Overview

A Study of 2 Doses of MAP0010 and Placebo in Asthmatic Children

Status:
Completed

Trial end date:
2009-01-01

Target enrollment:
0

Participant gender:
All

Summary

The purpose of this study is to examine the safety and efficacy of two doses of MAP0010 versus placebo in asthmatic infants and children, 12 months to 8 years of age, over a 12-week treatment period.

Phase:

Phase 3

Accepts Healthy Volunteers?

Details

Lead Sponsor:

Allergan

Collaborator:

MAP Pharmaceuticals, Inc., a wholly owned subsidiary of Allergan

Treatments:

Budesonide

Criteria

Inclusion Criteria:

- Male or female asthmatic children with mild to moderate persistent asthma.

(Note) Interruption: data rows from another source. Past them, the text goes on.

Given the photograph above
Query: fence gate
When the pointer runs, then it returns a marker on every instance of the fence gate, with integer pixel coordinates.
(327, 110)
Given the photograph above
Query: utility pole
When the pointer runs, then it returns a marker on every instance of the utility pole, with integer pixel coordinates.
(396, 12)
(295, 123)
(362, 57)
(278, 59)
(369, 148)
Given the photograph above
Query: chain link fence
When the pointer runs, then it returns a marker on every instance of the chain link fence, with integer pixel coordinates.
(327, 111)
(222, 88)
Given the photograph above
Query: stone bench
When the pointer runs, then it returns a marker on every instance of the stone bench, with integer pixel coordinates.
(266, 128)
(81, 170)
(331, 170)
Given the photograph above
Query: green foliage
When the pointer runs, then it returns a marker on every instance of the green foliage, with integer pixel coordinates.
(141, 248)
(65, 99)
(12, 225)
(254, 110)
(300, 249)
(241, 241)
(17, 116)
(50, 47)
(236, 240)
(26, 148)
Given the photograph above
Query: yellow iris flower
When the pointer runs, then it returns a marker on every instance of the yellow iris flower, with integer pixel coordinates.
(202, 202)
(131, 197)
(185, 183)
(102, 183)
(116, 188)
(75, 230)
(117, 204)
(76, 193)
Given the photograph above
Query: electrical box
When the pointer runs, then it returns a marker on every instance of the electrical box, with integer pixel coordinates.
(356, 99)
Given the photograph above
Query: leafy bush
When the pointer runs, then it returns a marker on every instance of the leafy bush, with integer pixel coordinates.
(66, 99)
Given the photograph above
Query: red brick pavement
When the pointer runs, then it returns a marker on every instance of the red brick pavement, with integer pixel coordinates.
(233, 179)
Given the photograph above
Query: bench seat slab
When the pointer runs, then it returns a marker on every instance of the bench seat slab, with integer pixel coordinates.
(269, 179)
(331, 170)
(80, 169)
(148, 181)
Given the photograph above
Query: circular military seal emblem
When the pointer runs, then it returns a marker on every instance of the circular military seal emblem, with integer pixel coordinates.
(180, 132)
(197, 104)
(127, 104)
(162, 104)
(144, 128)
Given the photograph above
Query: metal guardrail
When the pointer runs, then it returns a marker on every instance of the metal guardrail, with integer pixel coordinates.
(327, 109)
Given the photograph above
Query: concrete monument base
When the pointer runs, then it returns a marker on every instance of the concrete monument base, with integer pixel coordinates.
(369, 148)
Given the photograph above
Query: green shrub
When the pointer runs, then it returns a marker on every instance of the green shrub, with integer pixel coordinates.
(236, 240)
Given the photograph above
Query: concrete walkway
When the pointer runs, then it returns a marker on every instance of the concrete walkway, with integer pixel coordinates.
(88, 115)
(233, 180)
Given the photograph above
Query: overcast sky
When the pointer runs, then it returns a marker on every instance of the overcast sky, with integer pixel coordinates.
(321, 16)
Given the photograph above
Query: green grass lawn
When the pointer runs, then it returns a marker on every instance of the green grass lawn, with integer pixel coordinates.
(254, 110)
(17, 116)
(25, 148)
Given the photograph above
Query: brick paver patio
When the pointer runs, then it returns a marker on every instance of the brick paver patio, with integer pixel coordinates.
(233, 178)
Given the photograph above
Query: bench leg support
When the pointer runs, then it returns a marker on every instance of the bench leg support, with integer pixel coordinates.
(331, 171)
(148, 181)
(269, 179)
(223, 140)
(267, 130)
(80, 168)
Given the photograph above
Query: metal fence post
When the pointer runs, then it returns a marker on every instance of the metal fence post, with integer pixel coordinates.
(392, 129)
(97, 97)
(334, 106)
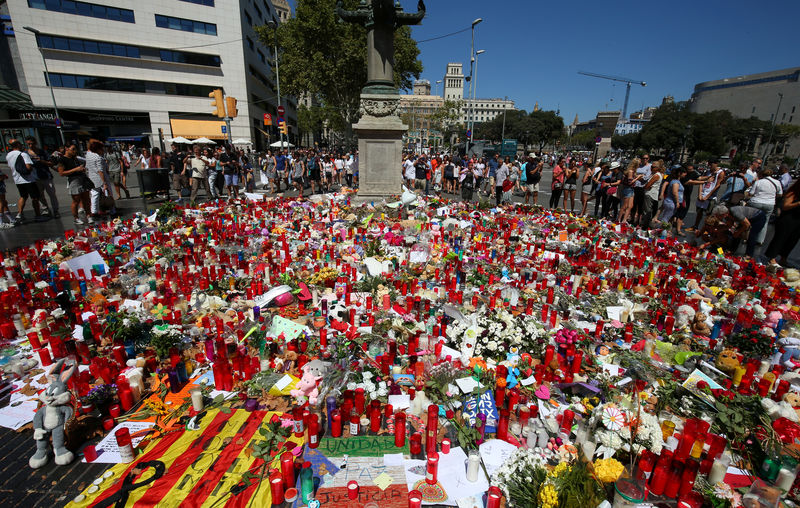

- 12 months to 8 years of age.

- For children age 4 to 8 years: Documented diagnosis of asthma at least 3 months prior
to Visit 1, per NIH (EPR-3) criteria.

- For infants age 12 to <48 months old: 2 or more wheezing episodes in past 12 months
which lasted > 1 day and affected sleep.

- AND with at least one major or two minor risk factors.

Exclusion Criteria:

- Any other significant childhood illness/abnormality or chronic lung disease

- Any history of upper or lower respiratory tract infection, within 2 weeks of
screening.

- Any history of acute or severe asthma attack requiring ICU admission or ventilatory
support.

- Use of any corticosteroid, including inhaled, parental, intranasal, or topical
corticosteroid within 2 weeks of screening.

- Any use of oral corticosteroids within 30 days of screening or prolonged use (>10
consecutive days) of oral corticosteroids, within 12 weeks of screening.